Recently, the multi-energy microgrids are growing prosperously. Different energy sources are incorporated into this multi-engergy microgrid [7,8]. It usually includes an electric system, natural gas, and hydrogen. This multi-energy system has higher efficiency than the singe source as the different energy sources in the system can compensate each other [7]. Further, multi-energy systems with more than two different source are gaining more attention as well. The DC microgrid is able to interface DERs, RES, and loads into one common bus, which is becoming much more attractive worldwide. Compared to the AC microgrid, the DC microgrid is more efficient due to its less energy-consuming conversion process which leads to less heat waste [9,10]. There is also no synchronization involved for the DC microgrid, which simplifies the control and optimization process. Furthermore, some disadvantages the AC microgrid has can be conquered by a DC microgrid, such as power quality enhancement, inrush current of transformer, and reactive power flow [11]. Owing to the RES’ utilization, the blackout influence from the primary grid is negligible [1]. Especially for remote areas which are geographically isolated, an independent power source is essential. The independent DC power systems are called islanded DC microgrids [12], and they can reliably provide electricity supply at critical loads [2].

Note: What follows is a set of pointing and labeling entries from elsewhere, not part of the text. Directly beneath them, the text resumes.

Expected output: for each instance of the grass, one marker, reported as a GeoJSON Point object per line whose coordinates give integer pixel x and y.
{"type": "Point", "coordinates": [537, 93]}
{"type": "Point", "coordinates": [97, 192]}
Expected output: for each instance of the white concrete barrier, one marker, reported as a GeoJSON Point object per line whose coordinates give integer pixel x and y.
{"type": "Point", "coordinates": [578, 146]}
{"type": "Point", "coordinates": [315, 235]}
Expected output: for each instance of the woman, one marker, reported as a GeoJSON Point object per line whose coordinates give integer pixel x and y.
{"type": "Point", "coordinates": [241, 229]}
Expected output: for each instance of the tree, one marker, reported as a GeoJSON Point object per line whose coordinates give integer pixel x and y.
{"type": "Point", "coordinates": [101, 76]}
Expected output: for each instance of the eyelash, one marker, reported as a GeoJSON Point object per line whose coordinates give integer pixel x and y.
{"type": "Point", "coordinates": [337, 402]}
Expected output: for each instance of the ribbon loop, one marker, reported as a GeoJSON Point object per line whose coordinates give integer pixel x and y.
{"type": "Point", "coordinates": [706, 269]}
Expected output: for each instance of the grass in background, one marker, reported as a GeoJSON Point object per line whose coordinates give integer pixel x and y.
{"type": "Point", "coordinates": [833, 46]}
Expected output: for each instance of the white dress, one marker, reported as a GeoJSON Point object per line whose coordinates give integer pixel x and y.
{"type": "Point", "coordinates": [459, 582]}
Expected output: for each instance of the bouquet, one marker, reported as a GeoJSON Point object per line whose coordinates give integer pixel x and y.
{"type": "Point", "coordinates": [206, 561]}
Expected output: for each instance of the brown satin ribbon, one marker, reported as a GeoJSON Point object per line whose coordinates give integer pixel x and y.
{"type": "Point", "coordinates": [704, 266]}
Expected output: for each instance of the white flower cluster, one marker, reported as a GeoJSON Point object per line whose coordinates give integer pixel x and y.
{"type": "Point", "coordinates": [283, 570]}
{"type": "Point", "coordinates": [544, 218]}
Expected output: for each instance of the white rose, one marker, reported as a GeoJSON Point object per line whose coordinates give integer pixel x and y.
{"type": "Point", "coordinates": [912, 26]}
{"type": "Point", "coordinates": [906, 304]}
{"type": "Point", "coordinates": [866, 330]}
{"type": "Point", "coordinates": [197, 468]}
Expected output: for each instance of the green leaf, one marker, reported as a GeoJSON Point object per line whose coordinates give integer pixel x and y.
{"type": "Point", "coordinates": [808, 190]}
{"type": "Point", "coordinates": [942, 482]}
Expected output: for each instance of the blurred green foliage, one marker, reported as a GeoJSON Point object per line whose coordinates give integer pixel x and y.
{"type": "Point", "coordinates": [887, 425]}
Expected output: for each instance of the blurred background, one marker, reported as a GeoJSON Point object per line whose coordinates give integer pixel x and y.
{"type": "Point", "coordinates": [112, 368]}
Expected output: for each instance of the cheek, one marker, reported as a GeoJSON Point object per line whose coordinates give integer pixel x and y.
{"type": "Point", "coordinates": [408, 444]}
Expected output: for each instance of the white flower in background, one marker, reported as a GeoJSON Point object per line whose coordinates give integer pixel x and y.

To safeguard DC microgrid operation and promote its widespread installation [13], a comprehensive and well-functioning protection method could drastically increase the reliability, dependability, and security of DC microgrid [14,15]. However, one of the main challenges for DC microgrid protection is detecting fault without the natural zero-crossing point [10,16,17]. In addition, due to the low cable resistance, the fault current increases rapidly, making protection coordination more difficult. To address above challenges, one of the solutions is artificial intelligent based method, which has been drawn attention recently in DC microgrids [18,19,20,21,22]. Although these intelligent methods have been demonstrating promising results, there are still many technical barriers preventing them from being applied to industry such as limited/imbalanced dataset, data inconsistency, and difficulties in cost-effective real-time implementation.
Until now, many protection methods have been studied for DC microgrid. Similar to the AC microgrid, overcurrent protection, differential protection, directional overcurrent protection, distance protection, and current derivative protection methods have gained much attention [16]. A protection method for the DC ring bus system is described in [23], which is based on the parameters measured locally. Distance protection can be applied to DC microgrids as well. The distance information can be obtained by measuring from the checking point to the faulty point. If the value of impedance falls into the operation zone, the fault will be detected. In [24], the local measurement-based method was utilized to protect the DC microgrids as well. The integral and derivative of current values are used to detect the fault. In [25], Yang et al. proposed a method by analyzing circuit and adopting iteration calculation. However, the error is dependent on the fault resistance, which reduces the reliability of this algorithm. The impedance between the checking point and the faulty point can also be measured by employing the filters and extra sensors, which was discussed in [26]. It can avoid weakness of a communication system. However, the cost of this method is relatively high compared to the method proposed in [25]. As for the high impedance and a small part of the cable, this method has lower accuracy. Jia et al. in [27] discussed a new back-up protection method using transient current correlation to set the threshold.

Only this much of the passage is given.